I was shocked by Bruni’s remarks, because he is, after all, a gay man who has written eloquently on subjects like LGBT rights, marriage equality in particular. Bruni apparently doesn’t consider marriage equality – or any issues of vital importance to gay white men – to be a “boutique issue,” whereas the much more personally intrusive issue of bathroom legislation, which criminalizes the use of a bathroom labeled for a gender other than the one listed on one’s birth certificate, is somehow so parochial that it gets stamped as “boutique.”
But consider the implications of such laws. Even people who have surgically altered their bodies and conform in every way to sex and gender expectations would be forced to use the wrong bathroom, and if they didn’t, they would face arrest and all the attendant humiliation.
A boutique issue? Really, Frank?
“It seems likely that the omission of Bruni’s name — a familiar one, of course, to regular readers of the Times op-ed page — was a deliberate choice,” Naureckas writes.
Of course it was. The best way to make sure that your letter to the editor gets tossed in the trash by the Times is to criticize the Times or any of its writers. For example:
Wrong: “To the editor: David Brooks is a pig-headed idiot when he writes, ‘blah blah blah….’”
Right: “To the editor: David Brooks makes many good points when he writes ‘blah blah blah,’ but his take on one teensy-weensy issue is misguided.”
I’m all but certain that the Times actively discourages their opinion writers from criticizing other Times opinion writers.

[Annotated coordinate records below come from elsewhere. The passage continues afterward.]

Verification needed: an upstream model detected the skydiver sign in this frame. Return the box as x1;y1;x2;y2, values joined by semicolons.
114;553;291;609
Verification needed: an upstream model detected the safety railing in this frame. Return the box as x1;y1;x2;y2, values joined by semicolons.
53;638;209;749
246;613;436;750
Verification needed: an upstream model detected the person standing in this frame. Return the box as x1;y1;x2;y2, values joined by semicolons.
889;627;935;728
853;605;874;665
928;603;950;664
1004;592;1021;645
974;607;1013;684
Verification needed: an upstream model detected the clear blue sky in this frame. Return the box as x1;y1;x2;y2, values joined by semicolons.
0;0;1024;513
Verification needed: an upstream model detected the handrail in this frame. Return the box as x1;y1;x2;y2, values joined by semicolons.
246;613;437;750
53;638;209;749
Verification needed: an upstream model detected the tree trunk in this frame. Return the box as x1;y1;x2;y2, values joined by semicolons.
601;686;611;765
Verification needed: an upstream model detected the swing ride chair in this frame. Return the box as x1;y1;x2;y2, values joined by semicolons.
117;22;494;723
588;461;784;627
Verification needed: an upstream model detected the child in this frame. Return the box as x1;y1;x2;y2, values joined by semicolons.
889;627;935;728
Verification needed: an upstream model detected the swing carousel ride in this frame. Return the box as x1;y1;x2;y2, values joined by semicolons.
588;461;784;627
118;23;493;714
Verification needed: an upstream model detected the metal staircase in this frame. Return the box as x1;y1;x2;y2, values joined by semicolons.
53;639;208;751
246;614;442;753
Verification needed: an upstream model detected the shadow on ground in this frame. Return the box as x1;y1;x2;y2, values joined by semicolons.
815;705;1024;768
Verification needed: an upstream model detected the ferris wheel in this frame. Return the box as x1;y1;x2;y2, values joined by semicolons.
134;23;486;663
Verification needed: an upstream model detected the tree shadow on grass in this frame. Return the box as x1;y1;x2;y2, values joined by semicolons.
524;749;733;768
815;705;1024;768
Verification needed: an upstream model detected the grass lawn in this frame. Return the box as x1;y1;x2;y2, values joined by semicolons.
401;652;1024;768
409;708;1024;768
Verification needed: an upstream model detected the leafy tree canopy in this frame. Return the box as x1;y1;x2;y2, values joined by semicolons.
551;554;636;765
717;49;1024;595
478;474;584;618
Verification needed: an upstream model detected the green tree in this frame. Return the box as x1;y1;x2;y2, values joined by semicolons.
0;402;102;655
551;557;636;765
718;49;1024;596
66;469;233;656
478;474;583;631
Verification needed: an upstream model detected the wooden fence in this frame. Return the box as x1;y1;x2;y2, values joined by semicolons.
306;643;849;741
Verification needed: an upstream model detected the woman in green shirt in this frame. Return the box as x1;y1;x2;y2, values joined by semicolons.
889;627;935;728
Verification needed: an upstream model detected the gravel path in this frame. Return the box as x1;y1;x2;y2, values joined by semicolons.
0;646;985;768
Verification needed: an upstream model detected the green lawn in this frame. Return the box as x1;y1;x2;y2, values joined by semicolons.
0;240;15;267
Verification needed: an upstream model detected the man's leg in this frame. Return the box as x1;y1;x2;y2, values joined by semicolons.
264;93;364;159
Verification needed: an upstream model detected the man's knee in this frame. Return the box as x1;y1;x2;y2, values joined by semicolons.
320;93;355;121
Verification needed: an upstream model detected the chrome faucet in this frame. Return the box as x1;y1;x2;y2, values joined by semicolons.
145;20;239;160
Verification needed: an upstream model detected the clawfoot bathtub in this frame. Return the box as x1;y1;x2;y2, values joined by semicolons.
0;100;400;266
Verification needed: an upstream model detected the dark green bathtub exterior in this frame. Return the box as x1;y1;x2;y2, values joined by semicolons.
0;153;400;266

But to the real point: the idea that transgender rights turned off a lot of uneducated straight white people is unfortunately probably accurate. It comes as no surprise to find that bigotry runs very deep in America. So are we now supposed to forget our morals and drop our politics and go cravenly chasing after uneducated straight white people for their votes? What’s the point of getting somebody to vote for your candidate if it means throwing your own values out the window?
Talk about a pyrrhic victory.
In any case, the overthrow of North Carolina’s bigot governor, Pat McCrory, indicates either that trans-friendliness is not in fact the “boutique issue” that brought down Hillary Clinton or that the trans community’s corporate and sports-organization friends, who brought palpable economic pressure to bear on North Carolina (PayPal, the NBA, the NCAA, Google, and others), successfully changed voters’ minds about the wisdom of legislating bathroom use.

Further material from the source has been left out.